Personal information
- Full name: Scholes Butler Birch
- Born: 30 July 1826 Failsworth, Lancashire, England
- Died: 13 April 1910 (aged 83) Cheshunt, Hertfordshire, England
- Batting: Unknown
- Bowling: Unknown-arm underarm slow
- Relations: Lea Birch (father)

Domestic team information
- 1849–1851: Lancashire

Career statistics
| Competition | First-class |
| Matches | 6 |
| Runs scored | 84 |
| Batting average | 7.00 |
| 100s/50s | –/– |
| Top score | 33 |
| Balls bowled | 104 |
| Wickets | 0 |
| Bowling average | – |
| 5 wickets in innings | – |
| 10 wickets in match | – |
| Best bowling | – |
| Catches/stumpings | 3/– |
- Source: Cricinfo, 2 April 2019

= Scholes Birch =

English cricketer and medical doctor

Scholes Butler Birch (30 July 1826 - 13 April 1910) was an English first-class cricketer and medical doctor.

The son of the first-class cricketer Lea Birch, he was born at Failsworth, Lancashire and studied medicine at the University of St Andrews School of Medicine.
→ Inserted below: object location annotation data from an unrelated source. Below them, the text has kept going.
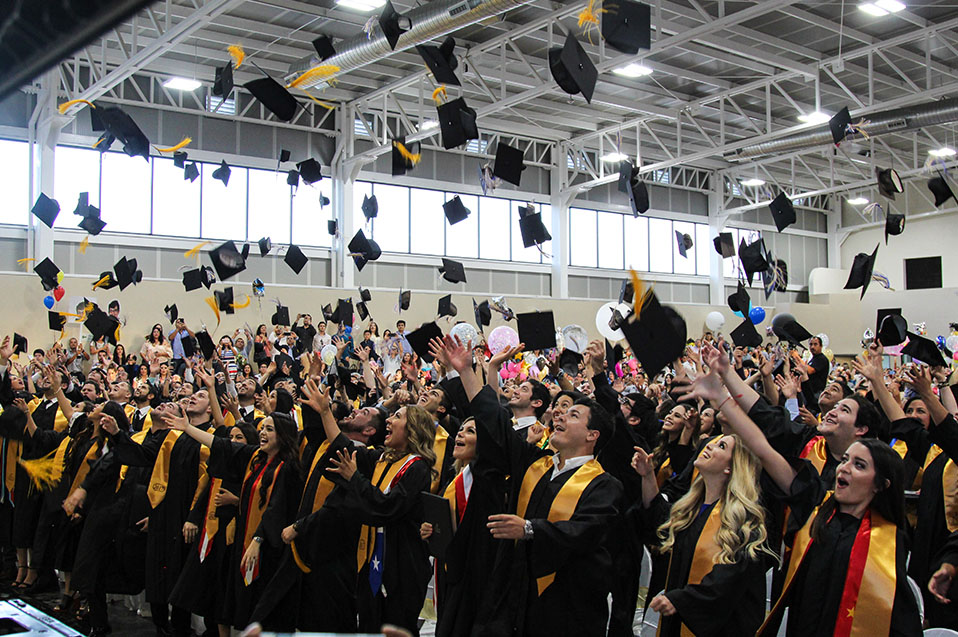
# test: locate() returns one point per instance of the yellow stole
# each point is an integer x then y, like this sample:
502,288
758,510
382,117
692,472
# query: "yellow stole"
565,502
870,580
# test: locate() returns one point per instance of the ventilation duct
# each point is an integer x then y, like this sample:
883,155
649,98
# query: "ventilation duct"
428,22
893,121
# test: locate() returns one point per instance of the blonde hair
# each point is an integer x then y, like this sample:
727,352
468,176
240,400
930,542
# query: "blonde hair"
742,531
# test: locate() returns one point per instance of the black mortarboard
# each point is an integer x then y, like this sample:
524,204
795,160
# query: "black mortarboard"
441,60
362,250
531,228
227,260
455,210
657,337
724,244
752,257
324,47
783,213
889,183
223,80
452,271
419,340
482,313
838,124
745,335
46,210
536,329
508,165
310,171
295,259
924,350
48,272
861,273
626,26
274,97
457,123
223,173
572,69
447,307
370,207
939,187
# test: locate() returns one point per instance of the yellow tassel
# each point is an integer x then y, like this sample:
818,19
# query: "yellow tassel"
237,53
323,72
411,157
172,149
45,472
63,108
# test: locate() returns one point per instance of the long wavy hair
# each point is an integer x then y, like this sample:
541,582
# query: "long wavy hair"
742,533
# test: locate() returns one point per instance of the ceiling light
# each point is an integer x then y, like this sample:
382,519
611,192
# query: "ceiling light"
633,70
815,117
182,84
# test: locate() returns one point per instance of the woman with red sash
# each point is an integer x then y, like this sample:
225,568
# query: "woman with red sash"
271,484
846,573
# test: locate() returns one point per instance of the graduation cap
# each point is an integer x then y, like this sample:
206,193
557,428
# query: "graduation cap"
274,97
861,272
626,26
441,60
310,171
924,350
295,259
783,213
657,337
482,313
370,207
455,210
531,228
48,272
223,173
324,47
508,165
572,69
227,260
838,124
457,123
536,329
419,340
452,271
724,244
393,24
363,250
447,307
889,183
939,187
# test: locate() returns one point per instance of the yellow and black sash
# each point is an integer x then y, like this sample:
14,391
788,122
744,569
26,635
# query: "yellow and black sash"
565,502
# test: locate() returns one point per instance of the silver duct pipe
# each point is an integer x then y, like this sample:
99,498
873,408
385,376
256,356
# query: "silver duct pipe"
432,20
896,120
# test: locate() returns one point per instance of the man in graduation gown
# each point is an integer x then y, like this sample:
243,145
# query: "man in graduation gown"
552,572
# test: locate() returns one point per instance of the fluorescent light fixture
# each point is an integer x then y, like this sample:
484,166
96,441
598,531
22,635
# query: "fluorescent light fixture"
614,157
182,84
633,70
815,117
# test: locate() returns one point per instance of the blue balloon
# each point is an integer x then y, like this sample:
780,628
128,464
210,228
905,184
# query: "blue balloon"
757,315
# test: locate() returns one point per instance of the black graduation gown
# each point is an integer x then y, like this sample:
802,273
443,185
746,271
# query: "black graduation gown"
576,601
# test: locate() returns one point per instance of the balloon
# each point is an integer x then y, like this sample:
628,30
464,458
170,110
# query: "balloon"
502,338
714,321
466,333
328,354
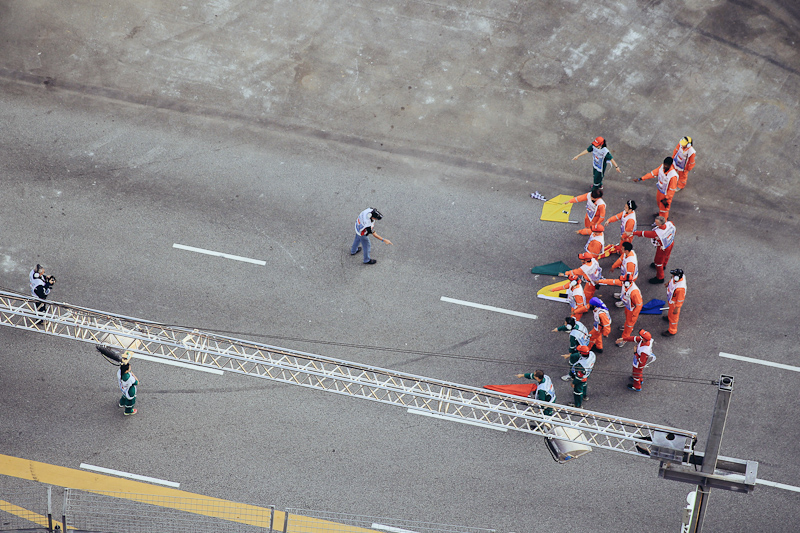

He made his debut in first-class cricket for Manchester against Yorkshire at Manchester. He played in first-class matches for Manchester on six occasions between 1845 and 1852, including on three occasions when the matches were billed as Lancashire v Yorkshire in 1849 and 1851. Across six first-class matches, Birch scored 84 runs at an average of 7.00, with a high score of 33. He was one of the earliest members of the Free Foresters Cricket Club. He died in April 1910 at Cheshunt, Hertfordshire.